Pourtant la silhouette familière de l'usine dans le paysage de la Plaine de France reste présente à l'esprit des derniers acteurs de l'usine et des voisins. Des images, des sons, des odeurs reviennent à la mémoire : le bruit des betteraves dans la trémie du coupe-racines, le sifflement du vide que l'on casse après la cuite, l'odeur sucrée de la mélasse ou celle âcre du jus carbonaté.
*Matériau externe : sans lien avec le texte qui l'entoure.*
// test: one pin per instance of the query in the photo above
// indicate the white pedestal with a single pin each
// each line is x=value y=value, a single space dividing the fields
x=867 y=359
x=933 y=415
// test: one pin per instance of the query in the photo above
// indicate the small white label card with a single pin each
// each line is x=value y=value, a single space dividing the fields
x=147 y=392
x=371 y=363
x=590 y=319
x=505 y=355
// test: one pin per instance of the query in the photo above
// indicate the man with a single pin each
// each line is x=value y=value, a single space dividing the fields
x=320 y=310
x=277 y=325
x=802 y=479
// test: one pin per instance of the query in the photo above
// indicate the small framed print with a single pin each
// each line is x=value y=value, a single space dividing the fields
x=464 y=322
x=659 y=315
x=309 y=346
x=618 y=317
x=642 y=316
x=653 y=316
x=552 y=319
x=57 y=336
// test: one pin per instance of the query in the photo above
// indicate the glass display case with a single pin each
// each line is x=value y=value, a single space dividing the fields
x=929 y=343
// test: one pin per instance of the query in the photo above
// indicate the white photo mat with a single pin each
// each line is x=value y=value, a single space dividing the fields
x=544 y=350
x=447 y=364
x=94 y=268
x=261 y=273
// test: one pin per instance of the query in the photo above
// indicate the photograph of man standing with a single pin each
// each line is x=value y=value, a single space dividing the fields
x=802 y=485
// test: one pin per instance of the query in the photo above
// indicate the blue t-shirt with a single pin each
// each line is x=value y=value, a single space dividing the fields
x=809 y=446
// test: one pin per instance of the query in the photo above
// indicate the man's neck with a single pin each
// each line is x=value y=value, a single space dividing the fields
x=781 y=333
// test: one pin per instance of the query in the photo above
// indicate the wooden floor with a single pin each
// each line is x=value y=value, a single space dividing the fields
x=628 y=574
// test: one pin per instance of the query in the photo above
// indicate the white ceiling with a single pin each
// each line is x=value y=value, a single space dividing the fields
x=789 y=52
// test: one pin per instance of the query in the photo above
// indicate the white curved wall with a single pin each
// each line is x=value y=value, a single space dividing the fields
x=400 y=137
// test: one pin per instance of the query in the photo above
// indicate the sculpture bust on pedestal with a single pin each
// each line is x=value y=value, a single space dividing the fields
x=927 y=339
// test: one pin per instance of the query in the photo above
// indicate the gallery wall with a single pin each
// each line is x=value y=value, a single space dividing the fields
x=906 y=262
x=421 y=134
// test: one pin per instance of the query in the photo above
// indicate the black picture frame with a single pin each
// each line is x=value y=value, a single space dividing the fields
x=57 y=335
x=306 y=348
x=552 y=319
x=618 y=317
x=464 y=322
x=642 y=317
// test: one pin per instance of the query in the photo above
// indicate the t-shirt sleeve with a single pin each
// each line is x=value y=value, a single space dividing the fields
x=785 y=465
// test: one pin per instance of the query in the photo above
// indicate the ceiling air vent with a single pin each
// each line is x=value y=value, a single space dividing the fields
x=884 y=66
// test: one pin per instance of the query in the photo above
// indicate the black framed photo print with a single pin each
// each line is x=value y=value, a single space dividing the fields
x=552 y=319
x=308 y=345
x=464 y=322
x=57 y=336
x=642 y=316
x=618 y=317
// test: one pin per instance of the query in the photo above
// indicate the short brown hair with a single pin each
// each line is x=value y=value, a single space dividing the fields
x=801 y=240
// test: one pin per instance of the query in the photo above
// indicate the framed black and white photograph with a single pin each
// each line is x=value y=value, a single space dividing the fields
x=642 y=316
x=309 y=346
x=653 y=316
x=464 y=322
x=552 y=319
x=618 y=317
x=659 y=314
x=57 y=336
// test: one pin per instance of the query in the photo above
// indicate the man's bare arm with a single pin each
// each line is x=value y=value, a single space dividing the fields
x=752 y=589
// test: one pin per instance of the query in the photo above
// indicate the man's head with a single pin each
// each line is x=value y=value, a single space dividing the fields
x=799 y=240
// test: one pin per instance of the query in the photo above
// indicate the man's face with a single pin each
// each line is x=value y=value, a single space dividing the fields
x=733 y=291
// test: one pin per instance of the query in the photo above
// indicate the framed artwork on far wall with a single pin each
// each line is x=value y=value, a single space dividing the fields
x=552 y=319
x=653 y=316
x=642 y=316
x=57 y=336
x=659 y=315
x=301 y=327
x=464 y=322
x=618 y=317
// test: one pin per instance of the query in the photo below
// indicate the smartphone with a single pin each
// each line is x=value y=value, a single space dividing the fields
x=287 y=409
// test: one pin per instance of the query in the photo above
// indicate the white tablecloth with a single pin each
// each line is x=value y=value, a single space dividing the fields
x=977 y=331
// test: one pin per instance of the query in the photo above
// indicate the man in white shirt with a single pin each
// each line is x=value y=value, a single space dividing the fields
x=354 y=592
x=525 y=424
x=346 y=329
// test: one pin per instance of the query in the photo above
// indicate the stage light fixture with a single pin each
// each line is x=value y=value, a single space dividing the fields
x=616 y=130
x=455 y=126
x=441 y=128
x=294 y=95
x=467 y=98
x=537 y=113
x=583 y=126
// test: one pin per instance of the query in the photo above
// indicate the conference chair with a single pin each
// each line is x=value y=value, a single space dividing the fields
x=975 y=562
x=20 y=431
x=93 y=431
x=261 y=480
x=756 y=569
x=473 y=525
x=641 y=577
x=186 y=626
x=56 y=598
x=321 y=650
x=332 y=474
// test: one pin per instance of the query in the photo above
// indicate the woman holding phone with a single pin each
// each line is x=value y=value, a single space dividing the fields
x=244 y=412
D'autres odeurs aussi, bien caractéristiques de ce type d'industrie, celle des résidus de chaux et celle des bassins de décantation.
« Il y avait aussi l'énorme quantité de boue qu'il y a dans cette période là, où on charriait les betteraves, surtout aux abords de l'usine où il y avait carrément 15 cm de boue liquide qu'il fallait franchir avec des bottes pour aller porter à manger au père qui, lui, était astreint à rester sur place. »
À Goussainville, comme dans beaucoup d'endroits de cette région, la betterave a marqué le paysage depuis près d'un siècle. Sans prétendre rivaliser avec la Picardie toute proche, cette région de l'Ile-de-France est une terre à sucre. Étendues cultivées, chariots, bascules, râperies, distilleries, sucreries, ont essaimé dans la plaine autour des fermes, façonnant la personnalité de ce territoire rural.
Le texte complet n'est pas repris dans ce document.